Cases of coronavirus continue to be monitored with the WHO has said the “whole world needs to be on alert” over the new coronavirus outbreak.
Now the amount of confirmed cases of coronavirus has jumped to 7,711, with 170 deaths.
India confirmed its first case on Thursday, as did the Philippines.
In the UK, 161 people have tested negative for the virus as of Thursday, however the UK has increased the threat warning level from low to moderate in the wake of the WHO’s announcement.
Of 1,466 passengers and 95 staff who arrived in the UK from Wuhan between January 10 and 24, some 162 have already left the UK and 760 are now outside the 14-day incubation period for the virus.
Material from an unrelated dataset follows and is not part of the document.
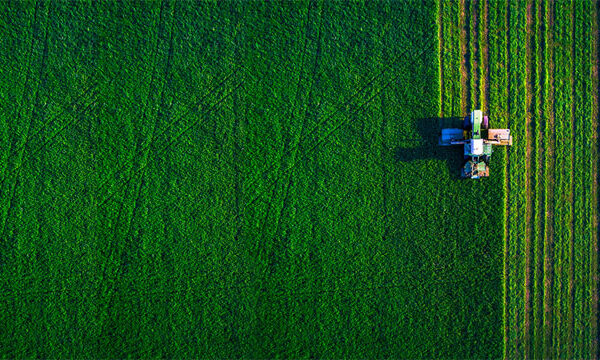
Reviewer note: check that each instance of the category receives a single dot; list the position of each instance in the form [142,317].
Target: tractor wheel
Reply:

Meanwhile, British Airways has extended its suspension of all flights to and from mainland China until Monday.
Virgin Atlantic flights between Heathrow and Shanghai are continuing to operate as scheduled.
Also on Thursday, an apartment-hotel in Yorkshire was put on lockdown after a man, believed to be a Chinese national, was taken to hospital after falling ill.
The man, who was a guest at the Staycity Hotel in the centre of York, was taken to hospital by medics on Wednesday night.